And so the new decade begins as the last one ended – with another of the industry’s most iconic customer engagement brands on the scrapheap. Last week, Lida joined the likes of OgilvyOne, Wunderman, Kitcatt Nohr and Partners Andrew Aldridge as the latest casualty of ‘integration’ driven not by strategic nous, but commercial necessity.
The move to merge a best-in-class customer engagement agency with an underperforming creative agency has become a depressing trend, at a time when the discipline has worked its way from the fringes of the industry to its very heart. Here lies the paradox. Customer engagement has never been more crucial, nor its influence greater – right as we lose some of its best-known practitioners. These agencies finally earned a seat at the top table, only to go and sit on someone else’s lap.
The press releases will cry greater integration and the need for disciplines to work closer together - and this is, of course, the case. But in reality, the dominant culture always wins out. It’s not that these new entities will become jacks of all trades, masters of none; more that one discipline will suffer at the expense of the other. And let’s be frank - more often than not, it’s going to be the customer engagement specialism that loses out to the more established ad brand.
There will also be talk of ‘future-proofing’ - a tacit admission that your agency has fallen behind and failed to modernise. The best ad agencies future-proofed themselves years ago, by hiring lots of people from non-advertising backgrounds with a range of skillsets and specialisms. Regardless, you don’t need to merge entities to ‘future-proof’ - you just need to find effective ways of making it easy for everyone to work with one another.
Shorter-term, these merged agencies will also face talent and conflict-shaped hurdles. How do you retain your senior talent? This has been Ogilvy’s biggest problem. In merging everything, it lost pretty much every leader in the agency as their job titles and autonomy were diminished. It’ll be worth keeping an eye on M&C, specifically whether they are able to keep Managing Director Tom Firth and Jonathan Goodman (CEO of LIDA until last week) happy. As it stands, they remain in the business, ‘helping the transition for clients and staff’ - including, presumably, the inevitable client conflict issues.

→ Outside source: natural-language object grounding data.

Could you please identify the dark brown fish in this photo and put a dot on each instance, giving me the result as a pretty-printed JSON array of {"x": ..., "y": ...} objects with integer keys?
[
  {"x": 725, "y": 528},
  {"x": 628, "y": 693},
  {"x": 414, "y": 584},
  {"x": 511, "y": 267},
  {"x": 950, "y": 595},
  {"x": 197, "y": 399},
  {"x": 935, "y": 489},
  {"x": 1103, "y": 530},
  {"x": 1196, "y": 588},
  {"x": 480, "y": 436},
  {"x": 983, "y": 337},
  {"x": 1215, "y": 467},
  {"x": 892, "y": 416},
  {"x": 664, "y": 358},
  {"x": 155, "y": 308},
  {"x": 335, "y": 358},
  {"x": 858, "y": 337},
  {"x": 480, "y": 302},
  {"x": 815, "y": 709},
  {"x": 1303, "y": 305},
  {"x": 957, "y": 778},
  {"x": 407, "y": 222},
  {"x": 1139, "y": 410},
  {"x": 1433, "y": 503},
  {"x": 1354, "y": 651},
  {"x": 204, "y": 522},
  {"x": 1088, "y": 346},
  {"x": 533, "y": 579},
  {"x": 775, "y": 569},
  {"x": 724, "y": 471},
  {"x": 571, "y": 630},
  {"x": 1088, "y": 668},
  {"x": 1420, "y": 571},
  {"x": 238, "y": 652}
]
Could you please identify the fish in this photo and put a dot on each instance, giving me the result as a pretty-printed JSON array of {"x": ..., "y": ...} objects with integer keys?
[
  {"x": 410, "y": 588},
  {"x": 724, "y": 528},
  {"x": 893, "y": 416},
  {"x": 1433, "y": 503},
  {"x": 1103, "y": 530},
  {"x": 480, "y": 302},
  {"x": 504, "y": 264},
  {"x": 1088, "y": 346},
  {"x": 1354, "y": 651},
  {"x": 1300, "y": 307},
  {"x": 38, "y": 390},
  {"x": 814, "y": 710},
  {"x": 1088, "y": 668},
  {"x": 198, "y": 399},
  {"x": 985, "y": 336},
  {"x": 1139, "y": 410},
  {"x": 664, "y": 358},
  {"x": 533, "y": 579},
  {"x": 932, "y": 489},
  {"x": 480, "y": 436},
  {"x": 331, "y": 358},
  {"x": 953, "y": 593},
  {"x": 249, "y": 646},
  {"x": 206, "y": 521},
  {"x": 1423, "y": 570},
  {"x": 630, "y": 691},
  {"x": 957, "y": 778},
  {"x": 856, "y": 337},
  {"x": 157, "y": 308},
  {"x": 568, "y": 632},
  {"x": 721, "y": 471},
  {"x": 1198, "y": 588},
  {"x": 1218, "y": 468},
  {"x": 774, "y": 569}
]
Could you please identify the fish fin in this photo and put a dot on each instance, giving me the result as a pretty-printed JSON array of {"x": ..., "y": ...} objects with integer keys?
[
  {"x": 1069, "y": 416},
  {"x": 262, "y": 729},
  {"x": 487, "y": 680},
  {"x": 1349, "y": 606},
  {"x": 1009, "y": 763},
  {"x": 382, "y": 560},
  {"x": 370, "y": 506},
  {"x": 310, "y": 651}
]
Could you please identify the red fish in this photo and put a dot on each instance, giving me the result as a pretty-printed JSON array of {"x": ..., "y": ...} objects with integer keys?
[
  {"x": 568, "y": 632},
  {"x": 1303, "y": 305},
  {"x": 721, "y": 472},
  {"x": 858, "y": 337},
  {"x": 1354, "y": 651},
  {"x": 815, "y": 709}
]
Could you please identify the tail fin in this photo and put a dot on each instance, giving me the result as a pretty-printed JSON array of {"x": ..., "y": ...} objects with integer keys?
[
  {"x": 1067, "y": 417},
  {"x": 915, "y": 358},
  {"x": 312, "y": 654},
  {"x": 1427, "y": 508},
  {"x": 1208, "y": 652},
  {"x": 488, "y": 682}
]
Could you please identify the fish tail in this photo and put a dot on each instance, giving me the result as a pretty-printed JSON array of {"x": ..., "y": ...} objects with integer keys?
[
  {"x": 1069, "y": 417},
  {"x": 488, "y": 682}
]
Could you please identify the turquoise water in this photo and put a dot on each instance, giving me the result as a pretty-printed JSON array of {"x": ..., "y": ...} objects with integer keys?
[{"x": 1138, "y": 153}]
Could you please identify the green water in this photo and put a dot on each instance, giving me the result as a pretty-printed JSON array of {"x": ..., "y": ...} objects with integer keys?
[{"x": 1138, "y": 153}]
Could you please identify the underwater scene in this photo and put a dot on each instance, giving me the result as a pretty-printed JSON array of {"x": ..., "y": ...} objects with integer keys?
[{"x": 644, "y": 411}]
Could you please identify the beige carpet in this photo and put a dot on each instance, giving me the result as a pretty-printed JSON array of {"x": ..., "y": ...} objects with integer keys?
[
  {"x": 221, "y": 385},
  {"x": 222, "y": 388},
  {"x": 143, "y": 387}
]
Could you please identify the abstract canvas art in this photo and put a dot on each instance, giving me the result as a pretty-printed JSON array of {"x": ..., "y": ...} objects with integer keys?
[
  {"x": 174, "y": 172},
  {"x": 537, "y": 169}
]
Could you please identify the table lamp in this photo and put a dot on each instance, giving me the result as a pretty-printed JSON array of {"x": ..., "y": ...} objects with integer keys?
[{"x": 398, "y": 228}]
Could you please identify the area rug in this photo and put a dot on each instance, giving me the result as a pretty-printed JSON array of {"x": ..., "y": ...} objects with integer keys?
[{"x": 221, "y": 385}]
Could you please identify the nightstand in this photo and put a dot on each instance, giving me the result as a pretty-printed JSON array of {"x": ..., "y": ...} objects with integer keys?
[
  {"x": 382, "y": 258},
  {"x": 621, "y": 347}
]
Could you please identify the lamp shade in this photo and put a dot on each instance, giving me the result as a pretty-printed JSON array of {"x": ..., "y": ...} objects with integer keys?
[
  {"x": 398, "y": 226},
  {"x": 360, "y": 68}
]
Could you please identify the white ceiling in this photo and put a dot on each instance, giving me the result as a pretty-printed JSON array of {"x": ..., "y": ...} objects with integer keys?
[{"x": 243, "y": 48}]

Blur the lines, don’t break them
Having spent half my career in customer engagement and half in advertising, and with a current remit that spans both, I firmly believe in the need to protect disciplines while simultaneously blurring the lines between them.
It’s why we haven’t merged Havas London and Havas helia, and have no plans to do so. It’s also why we actively encourage people moving between the two agencies, with both helia’s London Managing Director and ECD having started in Havas London, while a number of our ad agency creatives began life in its sister customer engagement agency. Some people, myself as CEO included plus disciplines such as HR, new business and PR, span both. We share a building – an inherent advantage, admittedly – and an increasing amount of joint accounts.
On the other hand, helia won the two biggest customer engagement pitches of 2019 – Lloyds Banking Group and Compare the Market – thus proving there remains an appetite for specialist, standalone agency brands.
After all, clients, like consumers, buy brands, and they want both generalists and specialists, not the former at expense of the latter. Agencies must excel in their discipline, while figuring out how to better collaborate with their partners. You don’t need to merge to do that.
It’s always sad to see a brand like Lida go, but it’s no reflection on the health of customer engagement as a discipline. Indeed, it’s an opportunity for those of us that still stand proudly in the market.